Low performance both iSCSI and AoE

We are looking for a resonable speed storage. Because of low budget we decided to use software iSCSI or AoE targets. Before we change our production infrastucture, we are doing some tests to choose the best technology.

For testing we use:

  • Fujitsu Siemens RX200 S4 as target
  • Fujitsu Siemens RX200 S4 as initiator
  • NetGear managed 1GBit switch
  • onboard NICs (Broadcom w/TOE), EdiMax NICs, Broadcom NICs w/TOE - all 1GBit
  • target server is using a QLogic controller with 6 2TB WD Blue SATA drives.
  • both target and initiator operating systems are Ubuntu 16.04 LTS with all updates. Switch is dedicated for storage purpose. We test bonds and multipathing.

Our problem is low read speed. For testing we use dd and a 40-100GB file.

  • local read and write on a target server is over 300MB/s.
  • writing to server by iSCSI or AoE is over 200MB/s which satisfies us.
  • reading from server is always 95-99MB/s.

We have tried ietd, aoetools, LIO. We have used bonds of 2 NICs: balance-rr and LACP, multipathing with r-r. Used normal and jumbo frames. Finally we even did direct ethernet connection between target and host (no switch).

All test give more less the same results (of course using common NICs without TOE and iSCSI gave 20-30% worse results).

Testing network with iperf showed transfers about 200MB/s (2GBit). Watching NICs usage on target with bmon showed equal utilization of both devices (each about 50MB/s for reading, about 100MB/s for writing).

As we had no luck, we decided to use a third NIC (both sides of course). The results were strange:

  • 2 NICs - 50MB/s each
  • 3 NICs - 33MB/s each

Is there any limit on target software that disables output higher than 1GBit/s?

What do we do wrong?


Solution 1:

To squeeze maximum performance out of iSCSI connected storage you should use Jumbo Frames and MPIO (not LACP). RDMA/iSER is recommended if you can do that.

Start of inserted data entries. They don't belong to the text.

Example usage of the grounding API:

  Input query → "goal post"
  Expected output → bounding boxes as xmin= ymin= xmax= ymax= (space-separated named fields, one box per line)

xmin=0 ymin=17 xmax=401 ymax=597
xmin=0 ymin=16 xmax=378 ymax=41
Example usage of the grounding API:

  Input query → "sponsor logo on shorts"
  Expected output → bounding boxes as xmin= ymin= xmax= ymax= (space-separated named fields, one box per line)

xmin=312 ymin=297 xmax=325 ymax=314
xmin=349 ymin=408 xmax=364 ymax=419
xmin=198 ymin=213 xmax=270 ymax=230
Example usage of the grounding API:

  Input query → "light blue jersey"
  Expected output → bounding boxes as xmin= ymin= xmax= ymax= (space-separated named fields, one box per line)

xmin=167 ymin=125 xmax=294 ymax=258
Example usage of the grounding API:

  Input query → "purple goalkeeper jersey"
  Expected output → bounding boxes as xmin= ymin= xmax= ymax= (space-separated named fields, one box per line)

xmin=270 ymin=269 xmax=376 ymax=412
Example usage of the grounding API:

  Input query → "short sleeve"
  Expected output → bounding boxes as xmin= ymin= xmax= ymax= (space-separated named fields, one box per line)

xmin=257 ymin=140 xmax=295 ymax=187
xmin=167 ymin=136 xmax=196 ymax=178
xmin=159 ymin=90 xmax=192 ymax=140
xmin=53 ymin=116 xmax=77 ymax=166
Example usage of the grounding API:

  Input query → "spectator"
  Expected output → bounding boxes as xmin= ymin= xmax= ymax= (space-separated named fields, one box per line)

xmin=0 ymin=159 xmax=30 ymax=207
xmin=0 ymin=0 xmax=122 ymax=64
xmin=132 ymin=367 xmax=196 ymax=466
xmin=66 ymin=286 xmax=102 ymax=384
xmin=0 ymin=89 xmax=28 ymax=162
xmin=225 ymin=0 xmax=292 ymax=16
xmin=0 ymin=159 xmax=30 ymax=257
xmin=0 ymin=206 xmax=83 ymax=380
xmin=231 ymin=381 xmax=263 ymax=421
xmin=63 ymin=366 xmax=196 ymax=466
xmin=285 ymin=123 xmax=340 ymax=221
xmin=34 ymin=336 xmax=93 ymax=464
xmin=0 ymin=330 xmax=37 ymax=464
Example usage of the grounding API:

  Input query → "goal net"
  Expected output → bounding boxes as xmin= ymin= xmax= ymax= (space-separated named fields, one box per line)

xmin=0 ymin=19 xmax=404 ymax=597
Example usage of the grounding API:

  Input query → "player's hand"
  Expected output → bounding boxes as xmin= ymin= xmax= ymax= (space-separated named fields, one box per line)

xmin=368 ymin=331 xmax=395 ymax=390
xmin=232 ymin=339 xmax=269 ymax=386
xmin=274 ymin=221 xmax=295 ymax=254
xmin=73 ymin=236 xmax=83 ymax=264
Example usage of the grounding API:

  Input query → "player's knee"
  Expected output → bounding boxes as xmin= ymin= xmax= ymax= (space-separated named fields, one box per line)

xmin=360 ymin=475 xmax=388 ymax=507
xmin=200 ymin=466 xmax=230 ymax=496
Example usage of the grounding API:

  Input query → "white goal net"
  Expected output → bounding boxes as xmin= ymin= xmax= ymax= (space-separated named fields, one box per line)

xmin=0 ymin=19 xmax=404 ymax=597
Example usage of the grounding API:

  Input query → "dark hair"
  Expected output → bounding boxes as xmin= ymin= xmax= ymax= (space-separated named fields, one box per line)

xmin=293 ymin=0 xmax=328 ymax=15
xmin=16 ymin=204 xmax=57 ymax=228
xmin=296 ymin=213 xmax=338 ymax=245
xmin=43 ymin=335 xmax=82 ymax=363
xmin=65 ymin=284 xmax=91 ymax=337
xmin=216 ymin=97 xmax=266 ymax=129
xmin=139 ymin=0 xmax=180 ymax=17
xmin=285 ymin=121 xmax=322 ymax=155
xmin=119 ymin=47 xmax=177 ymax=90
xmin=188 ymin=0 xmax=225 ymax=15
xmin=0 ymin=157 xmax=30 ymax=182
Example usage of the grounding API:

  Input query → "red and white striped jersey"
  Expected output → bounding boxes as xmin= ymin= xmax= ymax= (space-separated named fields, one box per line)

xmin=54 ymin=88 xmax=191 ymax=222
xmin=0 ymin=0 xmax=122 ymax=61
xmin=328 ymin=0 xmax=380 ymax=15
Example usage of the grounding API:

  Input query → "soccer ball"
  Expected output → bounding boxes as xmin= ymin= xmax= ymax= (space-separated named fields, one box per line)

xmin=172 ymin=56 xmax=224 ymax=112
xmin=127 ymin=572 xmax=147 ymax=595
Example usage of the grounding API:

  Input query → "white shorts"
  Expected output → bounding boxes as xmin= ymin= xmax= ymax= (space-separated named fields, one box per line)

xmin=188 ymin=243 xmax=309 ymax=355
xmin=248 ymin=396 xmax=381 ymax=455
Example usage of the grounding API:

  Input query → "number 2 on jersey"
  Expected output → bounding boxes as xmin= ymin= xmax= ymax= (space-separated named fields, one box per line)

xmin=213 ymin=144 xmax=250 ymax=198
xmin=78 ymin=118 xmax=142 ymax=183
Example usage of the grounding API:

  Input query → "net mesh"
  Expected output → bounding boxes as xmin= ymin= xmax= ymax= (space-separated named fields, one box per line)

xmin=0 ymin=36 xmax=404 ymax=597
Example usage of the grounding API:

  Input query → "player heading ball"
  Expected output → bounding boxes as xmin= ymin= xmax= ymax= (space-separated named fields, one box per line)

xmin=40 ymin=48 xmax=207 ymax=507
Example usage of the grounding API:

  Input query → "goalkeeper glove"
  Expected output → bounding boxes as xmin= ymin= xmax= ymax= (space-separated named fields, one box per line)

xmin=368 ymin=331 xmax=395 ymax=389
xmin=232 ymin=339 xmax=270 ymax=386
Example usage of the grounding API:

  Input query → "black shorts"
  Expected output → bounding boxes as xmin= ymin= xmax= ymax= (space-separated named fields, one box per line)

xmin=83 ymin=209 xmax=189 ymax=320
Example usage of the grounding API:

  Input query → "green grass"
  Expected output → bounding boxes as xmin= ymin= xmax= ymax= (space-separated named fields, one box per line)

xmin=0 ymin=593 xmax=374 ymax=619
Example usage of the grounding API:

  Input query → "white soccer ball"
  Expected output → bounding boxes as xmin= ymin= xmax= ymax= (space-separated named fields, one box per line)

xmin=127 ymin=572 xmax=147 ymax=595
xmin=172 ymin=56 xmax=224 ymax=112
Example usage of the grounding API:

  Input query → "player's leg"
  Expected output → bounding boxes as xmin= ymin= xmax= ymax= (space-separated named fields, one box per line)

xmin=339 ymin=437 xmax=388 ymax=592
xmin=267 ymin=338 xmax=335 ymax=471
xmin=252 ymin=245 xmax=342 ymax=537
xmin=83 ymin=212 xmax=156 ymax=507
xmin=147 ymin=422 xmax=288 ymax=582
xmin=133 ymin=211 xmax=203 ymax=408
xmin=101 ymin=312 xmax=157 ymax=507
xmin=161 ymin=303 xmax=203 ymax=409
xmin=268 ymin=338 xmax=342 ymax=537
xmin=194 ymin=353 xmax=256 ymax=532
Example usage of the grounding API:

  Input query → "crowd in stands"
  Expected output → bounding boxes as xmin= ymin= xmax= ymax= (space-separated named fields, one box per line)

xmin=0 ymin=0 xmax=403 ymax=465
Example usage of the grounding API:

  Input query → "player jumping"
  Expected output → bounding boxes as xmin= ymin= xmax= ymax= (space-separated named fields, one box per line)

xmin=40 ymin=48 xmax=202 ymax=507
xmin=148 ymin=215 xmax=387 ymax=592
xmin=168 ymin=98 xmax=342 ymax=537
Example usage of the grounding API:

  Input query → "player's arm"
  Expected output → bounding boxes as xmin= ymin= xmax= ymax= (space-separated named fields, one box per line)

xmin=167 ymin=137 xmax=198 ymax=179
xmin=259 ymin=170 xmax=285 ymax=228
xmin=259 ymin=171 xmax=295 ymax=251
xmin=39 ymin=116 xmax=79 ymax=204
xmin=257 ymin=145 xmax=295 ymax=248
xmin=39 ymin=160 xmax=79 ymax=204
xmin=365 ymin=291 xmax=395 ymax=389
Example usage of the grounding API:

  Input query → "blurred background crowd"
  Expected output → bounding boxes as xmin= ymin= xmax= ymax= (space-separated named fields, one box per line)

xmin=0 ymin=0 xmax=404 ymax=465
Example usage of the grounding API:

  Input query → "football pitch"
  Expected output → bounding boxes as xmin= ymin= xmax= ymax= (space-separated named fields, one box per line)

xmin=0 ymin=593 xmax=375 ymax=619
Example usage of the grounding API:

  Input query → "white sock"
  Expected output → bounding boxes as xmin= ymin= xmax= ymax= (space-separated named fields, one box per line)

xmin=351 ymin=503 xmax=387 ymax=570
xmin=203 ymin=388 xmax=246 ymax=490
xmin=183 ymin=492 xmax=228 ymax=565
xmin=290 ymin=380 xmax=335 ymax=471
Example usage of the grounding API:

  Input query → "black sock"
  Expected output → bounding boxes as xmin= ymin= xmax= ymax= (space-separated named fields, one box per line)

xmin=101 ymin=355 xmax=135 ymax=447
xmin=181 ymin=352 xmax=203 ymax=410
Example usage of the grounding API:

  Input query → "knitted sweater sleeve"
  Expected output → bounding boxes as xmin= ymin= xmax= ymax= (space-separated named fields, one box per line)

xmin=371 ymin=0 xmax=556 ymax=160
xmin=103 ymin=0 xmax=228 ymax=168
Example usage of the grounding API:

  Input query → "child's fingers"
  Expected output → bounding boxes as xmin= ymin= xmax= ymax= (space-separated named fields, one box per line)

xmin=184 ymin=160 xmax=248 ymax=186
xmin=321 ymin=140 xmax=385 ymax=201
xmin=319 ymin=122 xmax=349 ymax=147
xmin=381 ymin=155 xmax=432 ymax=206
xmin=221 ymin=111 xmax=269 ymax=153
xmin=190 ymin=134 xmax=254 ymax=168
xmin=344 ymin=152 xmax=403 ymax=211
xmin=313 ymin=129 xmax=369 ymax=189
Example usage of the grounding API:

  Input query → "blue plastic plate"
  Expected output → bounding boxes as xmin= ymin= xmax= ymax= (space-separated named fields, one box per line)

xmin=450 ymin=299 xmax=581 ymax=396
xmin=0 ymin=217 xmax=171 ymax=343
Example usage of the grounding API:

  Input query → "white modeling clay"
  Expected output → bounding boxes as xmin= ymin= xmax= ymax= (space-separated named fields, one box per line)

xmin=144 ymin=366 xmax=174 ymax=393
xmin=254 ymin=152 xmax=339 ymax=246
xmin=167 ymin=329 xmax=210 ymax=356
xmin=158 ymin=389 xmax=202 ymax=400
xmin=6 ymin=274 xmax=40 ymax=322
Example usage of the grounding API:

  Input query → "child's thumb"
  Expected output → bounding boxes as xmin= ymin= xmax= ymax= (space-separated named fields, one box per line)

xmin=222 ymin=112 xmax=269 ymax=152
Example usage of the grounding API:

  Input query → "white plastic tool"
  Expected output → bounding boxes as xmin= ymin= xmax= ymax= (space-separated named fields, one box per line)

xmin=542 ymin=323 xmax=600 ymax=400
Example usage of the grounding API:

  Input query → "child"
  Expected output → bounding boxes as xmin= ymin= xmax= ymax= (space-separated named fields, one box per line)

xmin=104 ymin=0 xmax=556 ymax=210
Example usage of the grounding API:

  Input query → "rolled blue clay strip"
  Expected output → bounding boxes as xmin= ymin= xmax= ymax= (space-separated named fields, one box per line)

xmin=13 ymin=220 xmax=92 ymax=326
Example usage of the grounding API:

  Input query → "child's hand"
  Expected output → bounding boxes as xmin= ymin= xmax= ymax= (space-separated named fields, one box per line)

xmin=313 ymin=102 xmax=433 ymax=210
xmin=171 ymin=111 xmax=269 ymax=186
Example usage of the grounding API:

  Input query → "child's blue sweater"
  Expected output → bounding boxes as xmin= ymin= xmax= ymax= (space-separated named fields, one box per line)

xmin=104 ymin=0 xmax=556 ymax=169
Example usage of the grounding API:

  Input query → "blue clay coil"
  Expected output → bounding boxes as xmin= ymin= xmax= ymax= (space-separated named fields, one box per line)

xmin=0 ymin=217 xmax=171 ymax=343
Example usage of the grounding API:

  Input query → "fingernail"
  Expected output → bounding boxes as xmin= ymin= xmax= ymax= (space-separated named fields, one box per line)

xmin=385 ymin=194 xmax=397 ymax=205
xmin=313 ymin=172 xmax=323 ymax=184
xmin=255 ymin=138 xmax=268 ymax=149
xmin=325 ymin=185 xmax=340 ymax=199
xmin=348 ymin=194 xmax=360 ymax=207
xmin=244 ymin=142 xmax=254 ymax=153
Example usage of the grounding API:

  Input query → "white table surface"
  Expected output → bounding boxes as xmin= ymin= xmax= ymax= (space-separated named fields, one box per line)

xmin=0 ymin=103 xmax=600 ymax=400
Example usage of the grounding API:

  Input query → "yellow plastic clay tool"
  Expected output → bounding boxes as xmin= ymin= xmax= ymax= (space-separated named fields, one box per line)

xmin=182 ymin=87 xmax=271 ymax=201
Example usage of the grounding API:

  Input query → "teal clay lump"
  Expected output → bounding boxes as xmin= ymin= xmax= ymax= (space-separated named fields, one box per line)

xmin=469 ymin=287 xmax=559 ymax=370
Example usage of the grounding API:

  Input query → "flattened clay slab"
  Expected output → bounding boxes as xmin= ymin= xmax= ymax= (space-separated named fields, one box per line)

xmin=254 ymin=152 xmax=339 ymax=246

AOE (ATA over Ethernet) is old and is shit. We’ve got rid of Coraid years ago, already. We are using StarWind https://www.starwindsoftware.com/ as iSCSI target quite a while already and StarWind asked us to migrate off Coraid to whatever storage we could do.

So right now, we are very good with iSCSI provided by StarWind and using Windows, ESX and SCST http://scst.sourceforge.net/ on Linux as initiators. With RDMA/iSER it does up to 10 Gbit, very happy so far.

Solution 2:

Your expectation on how Ethernet link aggregation works are incorrect.

All aggregation methods other than balance-rr (ie: all methods whose mode > 0) do not give you a greater single-connection throughput; rather, they increase total available bandwidth when multiple connections are established from/to the affected hosts. In other words, LAG/LACP will not give you any benefits for this one-connection scenario.

The only aggregation method that can give you a single-session throughput greater than what you can normally have on a single interface is balance-rr, which distribute packets in a round-robin fashion. You had to set balance-rr on both the initiator and the target. However a big catch is that this is largely switch-dependent.

Anyway, if you set both target and initiator to balance-rr, directly connecting the two machines should give you increased performance. If not, can you post a iperf with balance-rr and both machines directly connected (no switch)? Also, please post the exact dd command you used for benchmarking.

Solution 3:

Note: I'm only talking about iSCSI here. I have no experience with AoE beyond reading about it, and I wouldn't implement it in any new infrastructure anyways (it's pretty much defunct).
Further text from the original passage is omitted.